A brooding slightly more complex iteration of the character, revelling in the grittier decaying streets occupied by Todd Phillips’ Joker (2019). At two hours and fifty-six minutes, fifty-four minutes more than Joker, it’s about an hour too long, but there are some startling visuals to give you a reason to stay with it.

The Tender Bar (2021)

This charming “memoir” is an unexpected gem of a movie that’ll make you feel like the world has balance. It doesn’t but you get a glimpse of what it might look like.

Eternals (2021)

I don’t think you could find a more aptly named film. It’s long, rewriting creationist mythology as a kind of new-age video game.

https://www.imdb.com/title/tt9032400/

The Lost Daughter (2021)

Intense and complicated and worthy of all kinds of awards. Netflix are on a role at the moment with interesting, thought provoking, films.

No Time to Die (2021)

A fitting, if melancholic, end to Daniel Craig’s time as Bond.

https://www.imdb.com/title/tt2382320/

The Witcher – S:2 (2019– )

The plot thickens until it’s as thick as the elixir Witchers take to give them strength.

Mortal Engines (2018)

Mortal Engines is what would’ve happened if John Carter (2012) had a love child with Jupiter Ascending (2015), and then the two superstars broke up.

Jupiter would no doubt be left to raise their child alone. She’d do her best until Mortal, looking for the kind of validation and respect you can only find on the the streets, start getting into trouble.
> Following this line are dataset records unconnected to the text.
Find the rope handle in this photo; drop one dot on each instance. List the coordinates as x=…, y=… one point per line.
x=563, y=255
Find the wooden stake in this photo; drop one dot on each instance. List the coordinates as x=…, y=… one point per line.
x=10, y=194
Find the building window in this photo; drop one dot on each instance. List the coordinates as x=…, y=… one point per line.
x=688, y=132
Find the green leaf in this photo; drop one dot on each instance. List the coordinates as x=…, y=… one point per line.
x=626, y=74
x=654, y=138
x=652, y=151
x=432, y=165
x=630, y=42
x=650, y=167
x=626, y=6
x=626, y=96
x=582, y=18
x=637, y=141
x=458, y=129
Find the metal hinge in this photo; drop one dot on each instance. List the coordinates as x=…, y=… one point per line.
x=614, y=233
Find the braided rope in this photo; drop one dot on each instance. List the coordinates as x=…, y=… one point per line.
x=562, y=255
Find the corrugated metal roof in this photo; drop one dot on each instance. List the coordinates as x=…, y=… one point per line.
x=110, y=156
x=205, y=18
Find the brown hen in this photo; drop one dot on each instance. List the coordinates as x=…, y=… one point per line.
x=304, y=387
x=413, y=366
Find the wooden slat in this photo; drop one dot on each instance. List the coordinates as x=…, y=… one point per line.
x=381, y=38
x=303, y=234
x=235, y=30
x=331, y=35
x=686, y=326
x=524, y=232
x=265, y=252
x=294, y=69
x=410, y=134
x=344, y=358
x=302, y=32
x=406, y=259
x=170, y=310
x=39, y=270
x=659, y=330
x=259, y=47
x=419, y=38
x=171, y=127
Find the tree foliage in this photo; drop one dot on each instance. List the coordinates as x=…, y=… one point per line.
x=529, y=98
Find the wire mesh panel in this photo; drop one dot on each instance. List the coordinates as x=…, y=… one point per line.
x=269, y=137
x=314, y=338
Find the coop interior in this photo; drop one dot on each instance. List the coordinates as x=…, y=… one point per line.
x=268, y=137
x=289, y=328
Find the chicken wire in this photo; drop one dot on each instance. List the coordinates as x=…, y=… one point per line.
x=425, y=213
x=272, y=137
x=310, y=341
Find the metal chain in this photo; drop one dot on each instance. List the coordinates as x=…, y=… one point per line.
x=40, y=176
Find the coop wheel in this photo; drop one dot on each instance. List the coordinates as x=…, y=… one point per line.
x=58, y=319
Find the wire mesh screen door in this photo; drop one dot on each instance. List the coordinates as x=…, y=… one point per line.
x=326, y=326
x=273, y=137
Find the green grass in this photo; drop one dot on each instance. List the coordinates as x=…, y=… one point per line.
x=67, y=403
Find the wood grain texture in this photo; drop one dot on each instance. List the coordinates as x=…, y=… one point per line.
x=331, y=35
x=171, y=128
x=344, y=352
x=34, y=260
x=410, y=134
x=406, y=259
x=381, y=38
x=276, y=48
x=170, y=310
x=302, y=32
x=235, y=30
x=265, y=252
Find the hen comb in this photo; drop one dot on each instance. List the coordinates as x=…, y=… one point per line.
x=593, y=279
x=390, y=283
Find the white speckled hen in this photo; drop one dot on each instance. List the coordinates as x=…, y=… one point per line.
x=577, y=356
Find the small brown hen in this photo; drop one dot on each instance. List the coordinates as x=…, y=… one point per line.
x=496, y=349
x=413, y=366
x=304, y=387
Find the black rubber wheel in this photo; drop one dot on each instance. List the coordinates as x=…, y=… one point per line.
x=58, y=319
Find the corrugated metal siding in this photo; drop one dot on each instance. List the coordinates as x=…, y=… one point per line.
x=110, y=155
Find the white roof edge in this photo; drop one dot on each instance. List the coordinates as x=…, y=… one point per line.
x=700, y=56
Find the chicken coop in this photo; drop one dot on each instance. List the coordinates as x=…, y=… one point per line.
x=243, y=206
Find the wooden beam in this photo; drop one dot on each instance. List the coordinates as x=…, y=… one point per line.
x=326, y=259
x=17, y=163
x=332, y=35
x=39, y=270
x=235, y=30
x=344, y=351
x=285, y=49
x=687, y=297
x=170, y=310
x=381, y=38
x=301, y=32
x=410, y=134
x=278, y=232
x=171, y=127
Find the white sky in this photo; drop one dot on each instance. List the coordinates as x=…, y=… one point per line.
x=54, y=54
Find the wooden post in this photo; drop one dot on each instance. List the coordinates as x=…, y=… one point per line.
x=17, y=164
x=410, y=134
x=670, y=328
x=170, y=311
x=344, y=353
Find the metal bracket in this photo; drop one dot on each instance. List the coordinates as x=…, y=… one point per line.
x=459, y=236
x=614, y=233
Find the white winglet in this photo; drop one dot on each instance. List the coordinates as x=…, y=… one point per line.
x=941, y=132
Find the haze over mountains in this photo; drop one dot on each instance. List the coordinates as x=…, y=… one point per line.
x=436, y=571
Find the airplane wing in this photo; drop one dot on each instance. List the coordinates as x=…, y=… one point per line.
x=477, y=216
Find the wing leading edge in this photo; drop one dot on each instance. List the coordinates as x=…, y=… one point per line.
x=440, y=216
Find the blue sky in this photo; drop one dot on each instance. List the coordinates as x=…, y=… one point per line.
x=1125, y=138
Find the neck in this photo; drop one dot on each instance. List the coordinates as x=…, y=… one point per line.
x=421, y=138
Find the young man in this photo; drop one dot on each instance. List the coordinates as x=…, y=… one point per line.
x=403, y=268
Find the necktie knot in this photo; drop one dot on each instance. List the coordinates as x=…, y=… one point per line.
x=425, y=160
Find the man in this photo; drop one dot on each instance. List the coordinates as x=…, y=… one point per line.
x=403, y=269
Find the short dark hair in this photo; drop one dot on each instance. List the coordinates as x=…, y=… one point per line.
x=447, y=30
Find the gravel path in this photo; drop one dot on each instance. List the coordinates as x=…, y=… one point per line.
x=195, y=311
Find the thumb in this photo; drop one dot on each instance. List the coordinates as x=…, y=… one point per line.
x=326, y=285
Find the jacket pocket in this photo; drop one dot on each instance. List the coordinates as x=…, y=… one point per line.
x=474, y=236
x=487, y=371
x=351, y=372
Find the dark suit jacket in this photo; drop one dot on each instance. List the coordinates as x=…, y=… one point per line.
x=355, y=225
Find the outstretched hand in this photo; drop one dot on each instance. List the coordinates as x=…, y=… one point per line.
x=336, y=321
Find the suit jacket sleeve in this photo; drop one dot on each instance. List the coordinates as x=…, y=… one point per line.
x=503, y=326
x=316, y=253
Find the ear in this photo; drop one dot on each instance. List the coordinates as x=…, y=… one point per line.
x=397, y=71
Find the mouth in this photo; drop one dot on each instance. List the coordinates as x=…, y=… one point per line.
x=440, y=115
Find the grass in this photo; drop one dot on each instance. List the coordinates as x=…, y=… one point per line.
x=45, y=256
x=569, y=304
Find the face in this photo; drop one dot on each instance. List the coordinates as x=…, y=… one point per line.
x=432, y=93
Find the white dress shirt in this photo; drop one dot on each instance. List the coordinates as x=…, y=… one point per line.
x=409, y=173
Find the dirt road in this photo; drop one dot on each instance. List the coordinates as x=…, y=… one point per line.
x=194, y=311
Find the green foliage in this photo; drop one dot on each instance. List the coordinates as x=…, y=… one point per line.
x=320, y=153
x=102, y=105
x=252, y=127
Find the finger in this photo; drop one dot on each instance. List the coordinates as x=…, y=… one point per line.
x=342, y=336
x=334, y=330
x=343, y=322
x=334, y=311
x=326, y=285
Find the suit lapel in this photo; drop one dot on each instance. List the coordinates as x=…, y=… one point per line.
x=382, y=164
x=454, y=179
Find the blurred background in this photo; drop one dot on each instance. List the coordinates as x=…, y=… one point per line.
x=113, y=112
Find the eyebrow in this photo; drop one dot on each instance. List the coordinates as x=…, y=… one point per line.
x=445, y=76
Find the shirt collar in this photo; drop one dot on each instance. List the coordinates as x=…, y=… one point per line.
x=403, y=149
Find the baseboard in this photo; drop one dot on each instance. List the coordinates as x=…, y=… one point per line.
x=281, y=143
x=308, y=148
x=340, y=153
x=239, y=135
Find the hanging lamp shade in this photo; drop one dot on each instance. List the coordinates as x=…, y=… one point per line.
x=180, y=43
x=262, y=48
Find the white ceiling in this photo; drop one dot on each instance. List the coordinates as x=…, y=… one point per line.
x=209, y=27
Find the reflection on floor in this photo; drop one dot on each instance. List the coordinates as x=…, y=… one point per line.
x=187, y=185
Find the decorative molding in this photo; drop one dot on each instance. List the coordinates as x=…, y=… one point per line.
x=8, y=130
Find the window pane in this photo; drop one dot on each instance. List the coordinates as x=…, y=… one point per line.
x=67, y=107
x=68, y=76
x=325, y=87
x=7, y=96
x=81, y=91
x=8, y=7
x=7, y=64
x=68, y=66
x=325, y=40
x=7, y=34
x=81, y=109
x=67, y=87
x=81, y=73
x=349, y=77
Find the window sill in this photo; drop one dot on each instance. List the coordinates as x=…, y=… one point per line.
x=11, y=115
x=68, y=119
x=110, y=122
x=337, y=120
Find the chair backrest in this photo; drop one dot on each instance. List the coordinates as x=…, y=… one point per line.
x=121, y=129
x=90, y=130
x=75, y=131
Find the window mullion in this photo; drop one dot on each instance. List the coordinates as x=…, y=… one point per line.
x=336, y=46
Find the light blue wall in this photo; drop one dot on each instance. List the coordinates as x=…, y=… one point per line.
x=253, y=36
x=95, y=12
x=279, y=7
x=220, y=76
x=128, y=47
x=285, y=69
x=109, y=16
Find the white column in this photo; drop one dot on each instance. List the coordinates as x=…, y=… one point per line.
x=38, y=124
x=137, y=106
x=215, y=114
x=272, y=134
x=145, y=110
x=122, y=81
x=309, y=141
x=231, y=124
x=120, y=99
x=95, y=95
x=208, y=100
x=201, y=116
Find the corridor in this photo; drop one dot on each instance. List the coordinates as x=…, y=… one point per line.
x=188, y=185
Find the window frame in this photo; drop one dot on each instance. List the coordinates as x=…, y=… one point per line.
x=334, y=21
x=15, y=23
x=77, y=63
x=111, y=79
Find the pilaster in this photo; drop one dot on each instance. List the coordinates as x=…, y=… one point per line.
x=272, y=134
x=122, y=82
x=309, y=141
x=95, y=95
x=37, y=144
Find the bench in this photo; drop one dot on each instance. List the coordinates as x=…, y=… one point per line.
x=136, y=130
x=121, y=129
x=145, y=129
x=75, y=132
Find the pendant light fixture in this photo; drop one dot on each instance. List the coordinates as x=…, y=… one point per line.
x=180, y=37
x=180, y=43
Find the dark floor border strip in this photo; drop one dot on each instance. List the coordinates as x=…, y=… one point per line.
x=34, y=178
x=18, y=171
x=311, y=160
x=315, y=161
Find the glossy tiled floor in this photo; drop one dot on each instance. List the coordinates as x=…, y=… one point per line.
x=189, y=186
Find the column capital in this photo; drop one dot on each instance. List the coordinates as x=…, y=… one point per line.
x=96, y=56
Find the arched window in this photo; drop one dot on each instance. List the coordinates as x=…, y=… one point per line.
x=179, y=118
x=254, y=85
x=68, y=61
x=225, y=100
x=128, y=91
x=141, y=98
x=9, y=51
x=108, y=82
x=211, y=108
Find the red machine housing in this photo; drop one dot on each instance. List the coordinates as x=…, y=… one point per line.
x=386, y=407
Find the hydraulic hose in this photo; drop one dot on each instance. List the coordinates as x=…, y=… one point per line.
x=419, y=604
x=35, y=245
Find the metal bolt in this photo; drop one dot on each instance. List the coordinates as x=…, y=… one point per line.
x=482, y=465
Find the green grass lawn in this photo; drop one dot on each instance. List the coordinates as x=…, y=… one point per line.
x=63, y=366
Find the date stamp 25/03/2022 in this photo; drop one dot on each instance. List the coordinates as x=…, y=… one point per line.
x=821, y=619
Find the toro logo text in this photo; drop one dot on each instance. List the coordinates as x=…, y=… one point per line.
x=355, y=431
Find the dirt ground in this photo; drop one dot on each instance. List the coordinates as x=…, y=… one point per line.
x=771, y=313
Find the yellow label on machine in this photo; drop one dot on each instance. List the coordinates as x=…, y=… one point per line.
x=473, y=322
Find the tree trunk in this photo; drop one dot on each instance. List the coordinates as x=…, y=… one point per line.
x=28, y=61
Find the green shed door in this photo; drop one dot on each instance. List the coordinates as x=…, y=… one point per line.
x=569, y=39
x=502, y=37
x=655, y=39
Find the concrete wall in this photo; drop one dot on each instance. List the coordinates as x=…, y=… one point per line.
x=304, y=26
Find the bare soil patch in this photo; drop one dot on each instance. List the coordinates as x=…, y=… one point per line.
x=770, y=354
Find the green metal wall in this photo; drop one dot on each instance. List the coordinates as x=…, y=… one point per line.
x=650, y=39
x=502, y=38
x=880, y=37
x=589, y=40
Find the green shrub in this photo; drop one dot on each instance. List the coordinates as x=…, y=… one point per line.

John’s returns to the family home would be met with a mix of hostility and incredulity by Mortal. Only after a protracted period of withering contrition are John and Jupiter able to reconnect with their daughter.

It takes time but eventually they all reconcile, put their differences aside, and live happily ever after.

Shirley (2020)

The longline is probably something like “famous horror writer finds inspiration for her new book when, with her husband, she takes in newlyweds”. For me it’s in love with the idea of the writer as tortured masochist. Elisabeth Moss is unflinching as the grisly wordsmith. Michael Stuhlbarg matches her as the domineering husband. It’s an internal film, making physical the interior psychology inherent in a book. Think a swim in the shallow waters of Darren Aronofsky’s 2017 film Mother!

Rebecca (2020)

I’m afraid something gets lost in this translation of Daphne Du Maurier’s novel. It lacks the gothic torment at the heart of the original story. Instead, the whole thing feels like that commercial with a resurrected Audrey Hepburn, the one for Galaxy Chocolate.

The Girl in the Spider’s Web (2018)

This lacks the bleakness of the original Millennium Trilogy. Don’t get me wrong it swims in some pretty dark waters, even if that water is only twelve inches deep. In the end it’s a well made thriller that builds pleasingly enough. More than other incarnations of Lisbeth Salander, this one feels like latter day James Bond.